Military Program Will Benefit Few of the Undocumented

USA Today
By Alan Gomez
September 26, 2014

Immigrants have been waiting all summer for the White House to expand the rights of millions of undocumented immigrants living in the country. This week, they got it for maybe a few hundred.

When the Department of Defense announced Thursday that it would allow a small number of undocumented immigrants brought into the country as children to serve in a specialized military program, immigrants described it as a welcome step forward. But the announcement left them with even more questions about the Obama administration's plans and disappointed that it didn't go further.

"If the president believes that this very small announcement that will only benefit a very small pool of DREAMers will silence our demands for broader administrative relief, he is wrong," said Felipe Sousa-Rodriguez of United We Dream, an immigrant rights youth organization. "It's really important that this does not become a benchmark."
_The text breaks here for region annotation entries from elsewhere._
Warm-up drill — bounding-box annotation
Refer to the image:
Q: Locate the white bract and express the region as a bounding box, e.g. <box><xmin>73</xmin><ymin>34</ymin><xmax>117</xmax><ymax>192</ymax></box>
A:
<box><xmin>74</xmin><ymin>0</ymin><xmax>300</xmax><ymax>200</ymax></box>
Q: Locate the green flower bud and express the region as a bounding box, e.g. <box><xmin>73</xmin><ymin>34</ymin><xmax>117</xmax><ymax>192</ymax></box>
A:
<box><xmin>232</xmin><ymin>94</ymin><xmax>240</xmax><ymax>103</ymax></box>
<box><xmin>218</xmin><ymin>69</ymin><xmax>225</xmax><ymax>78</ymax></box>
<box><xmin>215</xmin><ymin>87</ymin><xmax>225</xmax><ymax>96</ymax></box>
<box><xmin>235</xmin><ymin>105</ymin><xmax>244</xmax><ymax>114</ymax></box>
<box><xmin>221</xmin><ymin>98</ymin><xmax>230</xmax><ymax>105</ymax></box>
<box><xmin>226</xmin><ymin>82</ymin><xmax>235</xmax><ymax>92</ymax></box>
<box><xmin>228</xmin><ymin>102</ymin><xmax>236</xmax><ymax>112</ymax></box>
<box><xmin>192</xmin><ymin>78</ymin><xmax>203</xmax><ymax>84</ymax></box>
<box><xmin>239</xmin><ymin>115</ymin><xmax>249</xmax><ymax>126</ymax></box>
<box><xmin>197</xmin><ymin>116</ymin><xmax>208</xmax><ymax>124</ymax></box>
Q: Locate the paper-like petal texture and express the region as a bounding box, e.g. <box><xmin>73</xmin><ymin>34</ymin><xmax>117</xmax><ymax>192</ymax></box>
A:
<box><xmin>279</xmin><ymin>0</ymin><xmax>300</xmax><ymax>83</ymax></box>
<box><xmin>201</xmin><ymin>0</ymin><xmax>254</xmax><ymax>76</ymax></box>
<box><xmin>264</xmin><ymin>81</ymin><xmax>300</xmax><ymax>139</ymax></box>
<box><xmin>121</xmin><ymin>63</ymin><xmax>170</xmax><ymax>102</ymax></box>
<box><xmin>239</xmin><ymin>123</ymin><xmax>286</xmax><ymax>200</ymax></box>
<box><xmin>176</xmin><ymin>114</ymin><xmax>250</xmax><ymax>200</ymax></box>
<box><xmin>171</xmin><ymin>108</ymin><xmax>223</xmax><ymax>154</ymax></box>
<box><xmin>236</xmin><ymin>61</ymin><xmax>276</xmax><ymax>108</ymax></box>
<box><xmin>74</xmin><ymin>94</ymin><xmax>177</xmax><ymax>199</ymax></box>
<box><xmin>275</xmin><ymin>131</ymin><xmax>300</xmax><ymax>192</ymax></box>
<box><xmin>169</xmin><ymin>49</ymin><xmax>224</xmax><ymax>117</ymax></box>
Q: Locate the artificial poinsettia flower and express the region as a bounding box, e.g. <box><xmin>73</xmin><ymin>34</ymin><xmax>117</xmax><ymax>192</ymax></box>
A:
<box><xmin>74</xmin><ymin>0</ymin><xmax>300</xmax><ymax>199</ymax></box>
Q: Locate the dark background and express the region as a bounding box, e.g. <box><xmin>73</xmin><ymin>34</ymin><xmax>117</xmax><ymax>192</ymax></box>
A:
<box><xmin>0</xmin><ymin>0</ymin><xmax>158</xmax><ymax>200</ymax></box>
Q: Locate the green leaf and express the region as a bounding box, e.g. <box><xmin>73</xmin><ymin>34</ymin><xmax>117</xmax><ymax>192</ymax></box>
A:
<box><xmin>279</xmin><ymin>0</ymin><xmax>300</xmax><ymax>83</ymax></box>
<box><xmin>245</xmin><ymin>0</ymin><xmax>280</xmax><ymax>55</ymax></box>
A White House official emphasized, however, that the Pentagon's new policy is separate from the systemwide immigration review the White House is conducting and President Obama still intends to implement broader changes. This official, who spoke on condition of anonymity in order to discuss internal deliberations, said the Defense Department program is not a substitute for a broader overhaul of the nation's immigration system, and that Obama still plans executive action on that front by the end of the year.

The Pentagon has been using a program known as the Military Accessions Vital to National Interest Program, or MAVNI, to recruit up to 1,500 foreigners a year with specialized language skills or specific medical expertise into the armed forces.

Since the program began in 2008, foreigners with green cards or visas could enter. On Thursday, Jessica Wright, under secretary of defense for personnel and readiness, issued a memo expanding that pool to include immigrants who have qualified for a program created by Obama in 2012 that allows some undocumented to register with the federal government and gain protection from any deportation proceedings for a period of two years. More than 580,000 people have qualified for the program, known as Deferred Action for Childhood Arrivals, or DACA.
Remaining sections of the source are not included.